Nourishing the Spiritual Faculties

อาจารย์ ปสันโน

Nourishing the Spiritual Faculties

We just had Ajahn Dtun staying at the monastery, and he very generously shared teachings with us. For most people here, I think, his presence and way of being were uplifting and generated the arising of faith. Now, whenever faith or confidence arises in us—whether from the presence of a teacher or whatever the source—it’s important to use that faith to benefit our practice. The wholesome result of faith is the inclination to apply effort or energy. In this way faith is nourishment for effort and energy in our practice.

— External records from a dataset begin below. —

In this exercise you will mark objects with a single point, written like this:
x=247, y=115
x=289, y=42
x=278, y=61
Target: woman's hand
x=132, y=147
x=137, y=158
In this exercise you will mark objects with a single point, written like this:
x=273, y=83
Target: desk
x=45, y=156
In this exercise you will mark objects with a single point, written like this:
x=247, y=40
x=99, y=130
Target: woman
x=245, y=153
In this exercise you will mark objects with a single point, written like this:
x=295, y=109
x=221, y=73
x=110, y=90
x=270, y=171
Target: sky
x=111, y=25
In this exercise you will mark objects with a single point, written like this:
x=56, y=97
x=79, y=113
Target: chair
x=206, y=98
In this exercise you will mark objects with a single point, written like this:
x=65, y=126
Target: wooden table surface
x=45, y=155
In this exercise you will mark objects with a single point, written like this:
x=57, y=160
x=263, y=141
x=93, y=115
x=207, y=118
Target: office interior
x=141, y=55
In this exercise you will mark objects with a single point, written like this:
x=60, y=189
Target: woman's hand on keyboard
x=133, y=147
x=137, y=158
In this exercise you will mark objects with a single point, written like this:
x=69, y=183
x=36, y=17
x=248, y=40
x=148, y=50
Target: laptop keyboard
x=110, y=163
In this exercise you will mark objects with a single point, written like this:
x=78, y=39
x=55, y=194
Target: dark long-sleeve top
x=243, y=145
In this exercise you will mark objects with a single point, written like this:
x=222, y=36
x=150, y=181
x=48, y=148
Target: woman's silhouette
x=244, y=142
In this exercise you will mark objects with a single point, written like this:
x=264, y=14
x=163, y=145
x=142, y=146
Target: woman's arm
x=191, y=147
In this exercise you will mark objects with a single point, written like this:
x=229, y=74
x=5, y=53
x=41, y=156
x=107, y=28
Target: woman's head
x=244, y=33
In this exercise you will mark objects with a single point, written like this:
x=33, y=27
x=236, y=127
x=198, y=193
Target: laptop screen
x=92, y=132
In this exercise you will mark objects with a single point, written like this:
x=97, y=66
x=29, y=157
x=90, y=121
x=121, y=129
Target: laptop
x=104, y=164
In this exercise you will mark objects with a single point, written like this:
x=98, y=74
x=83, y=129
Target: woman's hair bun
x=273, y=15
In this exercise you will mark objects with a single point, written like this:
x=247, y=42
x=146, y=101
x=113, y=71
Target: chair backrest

These two qualities are among the five spiritual faculties: saddha, viriya, sati, samadhi, and panna—faith, energy, mindfulness, concentration, and wisdom. None of these factors stand alone. They support, feed, and nourish each other. We need to attend to saddha—faith or confidence—in a skillful way, so that it helps nourish the qualities of effort, mindfulness, wisdom, and samadhi. Together these qualities bring a steadiness of mind, a clarity of awareness. In the suttas, the Buddha teaches that the spiritual faculties are a direct source of awakening. When we generate and nurture them, we are directly nourishing the conditions for awakening.

In his teachings, Tan Ajahn Dtun emphasized samadhi— concentration or collectedness of mind—the fourth spiritual power. In doing so, he also specified that the function of samadhi is to stabilize and steady mindfulness. Ajahn Chah taught this as well. This is important because it’s easy for us to get caught up in our preconceptions about the various states of samadhi and their purposes. Having read or heard about samadhi states from various teachers, we may misunderstand the most important reason for practicing samadhi. Again, it’s for the stabilization of mindfulness. When mindfulness isn’t steady, we have to return to a wholesome meditation object and use formal exercises for developing samadhi, such as the mindfulness exercises described in the Satipaṭṭhana Sutta.

Further, samadhi and mindfulness are mutually dependent—each nourishes the other. Samadhi develops through the continuity of mindfulness practice, and the stabilization of mindfulness requires a continuity of samadhi. The continuity of samadhi and the stability of mindfulness are essential components of the path to awakening.

Each of these wholesome and skillful spiritual faculties positively influences and supports so many aspects of the Buddha’s path. We can get a glimpse of their power when we see them exemplified in the elder teachers whom we come in contact with. It’s important that we take full advantage of these teachings and teachers. They are invaluable supports for our practice and spiritual cultivation.

This reflection from Ajahn Pasanno is from Beginning Our Day, Volume Two, pp. 136-137.